Don’t Mess With Texas, an organization that fights littering and pollution across the Lone Star state, needed some eye-catching new visuals to kick-off the start of their new brand designed to appeal to a younger audience.

  1. The Premise

    In April 2013, Don’t Mess With Texas was preparing to launch a new brand campaign focused on reaching people between the ages of 16 and 34, those who weren’t born when DMWT was founded. At the center of the campaign was an eye-catching array of trash cans, each colorfully decorated in red, white, and blue, and with a clever tagline stamped across. “Contributions Gladly Accepted,” and “I hate that empty feeling inside,” were a few, each cleverly designed to give Texans a call to action and encourage them to fill ’em up.

  2. The Big Idea

    An interactive and exciting event that would bring the message on each trash cans to life.

    Rather than simply placing patriotic and clever trash cans across the state, Don’t Mess With Texas wanted to encourage their new audience to engage with the trash cans, and the message of not littering, visually and physically.

    So to kick-off the new campaign in style, Don’t Mess With Texas partnered with our long-time client, Sherry Matthews Marketing, for a press event at the Texas Capital building, complete with a penguin. But the main attraction? 13 dancing Don’t Mess With Texas trash cans.

  3. The Plan

    We began working with Don’t Mess with Texas to create these dancing trash cans. In order to pull of the event well, the cans had to be:

    1. Flexible enough to be wrapped in a circle
    2. Sturdy enough to maintain their shape during movement
    3. Large enough for a person to fit inside

     

    To meet these needs required some creative and out-of-the-box printing techniques.

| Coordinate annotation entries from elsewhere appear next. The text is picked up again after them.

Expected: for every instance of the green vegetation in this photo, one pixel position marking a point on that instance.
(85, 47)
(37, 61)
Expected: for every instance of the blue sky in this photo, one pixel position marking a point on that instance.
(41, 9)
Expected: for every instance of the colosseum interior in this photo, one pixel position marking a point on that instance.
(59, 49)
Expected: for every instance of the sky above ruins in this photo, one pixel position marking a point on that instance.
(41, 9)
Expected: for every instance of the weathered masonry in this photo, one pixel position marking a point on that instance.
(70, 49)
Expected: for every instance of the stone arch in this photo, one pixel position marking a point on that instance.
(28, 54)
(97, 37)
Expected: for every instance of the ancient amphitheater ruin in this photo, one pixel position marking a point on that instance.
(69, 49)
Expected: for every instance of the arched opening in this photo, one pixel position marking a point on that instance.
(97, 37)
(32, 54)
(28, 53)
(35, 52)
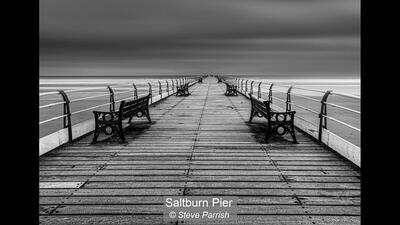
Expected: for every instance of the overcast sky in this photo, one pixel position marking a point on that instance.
(296, 38)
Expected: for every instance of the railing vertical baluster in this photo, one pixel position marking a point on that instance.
(134, 91)
(323, 112)
(289, 99)
(150, 92)
(166, 81)
(270, 93)
(67, 119)
(112, 102)
(159, 89)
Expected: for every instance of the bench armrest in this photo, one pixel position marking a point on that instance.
(106, 116)
(283, 113)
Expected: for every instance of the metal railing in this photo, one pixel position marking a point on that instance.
(67, 115)
(322, 114)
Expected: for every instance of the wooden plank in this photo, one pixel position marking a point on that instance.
(203, 146)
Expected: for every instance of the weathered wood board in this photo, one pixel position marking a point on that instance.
(198, 145)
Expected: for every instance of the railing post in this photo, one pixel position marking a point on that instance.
(288, 99)
(67, 120)
(270, 93)
(159, 89)
(134, 91)
(150, 92)
(166, 81)
(322, 114)
(112, 102)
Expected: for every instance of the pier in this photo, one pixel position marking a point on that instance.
(201, 144)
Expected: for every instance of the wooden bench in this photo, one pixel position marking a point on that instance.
(183, 90)
(230, 89)
(111, 122)
(279, 123)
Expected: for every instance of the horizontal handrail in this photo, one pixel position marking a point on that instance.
(318, 130)
(305, 108)
(342, 107)
(51, 104)
(89, 97)
(51, 119)
(346, 95)
(341, 122)
(323, 102)
(90, 108)
(305, 97)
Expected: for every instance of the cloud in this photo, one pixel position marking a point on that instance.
(191, 35)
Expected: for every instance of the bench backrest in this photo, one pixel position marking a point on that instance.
(131, 107)
(262, 107)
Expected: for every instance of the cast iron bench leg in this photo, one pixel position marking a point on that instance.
(147, 114)
(96, 134)
(293, 133)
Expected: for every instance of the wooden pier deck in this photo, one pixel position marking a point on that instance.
(198, 145)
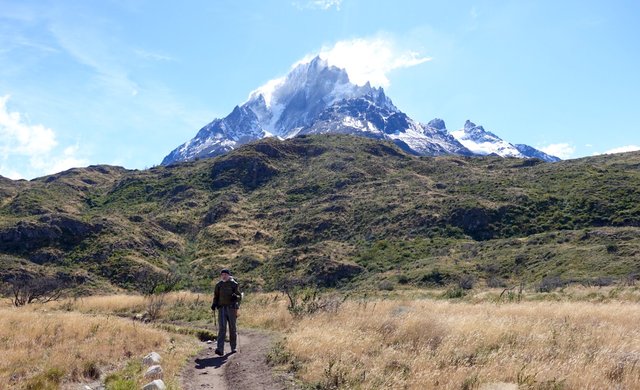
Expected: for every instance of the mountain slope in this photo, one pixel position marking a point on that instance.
(331, 208)
(315, 98)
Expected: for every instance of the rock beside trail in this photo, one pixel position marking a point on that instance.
(154, 372)
(151, 359)
(157, 384)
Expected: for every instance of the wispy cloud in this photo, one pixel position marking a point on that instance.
(623, 149)
(36, 145)
(370, 59)
(318, 4)
(562, 150)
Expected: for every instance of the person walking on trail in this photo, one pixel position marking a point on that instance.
(226, 299)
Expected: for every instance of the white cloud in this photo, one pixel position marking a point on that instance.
(562, 150)
(18, 137)
(623, 149)
(31, 147)
(153, 56)
(318, 4)
(369, 59)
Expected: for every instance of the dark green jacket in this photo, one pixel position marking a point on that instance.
(226, 293)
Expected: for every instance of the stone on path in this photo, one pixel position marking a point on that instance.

    1. We printed them on Styrene and then attached velcro (very strong velcro) on the ends.
    2. Then, we wrapped each print around hula hoops to give them their sturdy and circular shape.
    3. The final size of each can was easily large enough for a person to dance comfortably.
  4. The Result

    Aside from a penguin, the dancing trash cans were a success. Now, Don’t Mess With Texas has strategically placed 300 trash cans around the state, each with an gentle and clever invitation to fill them up.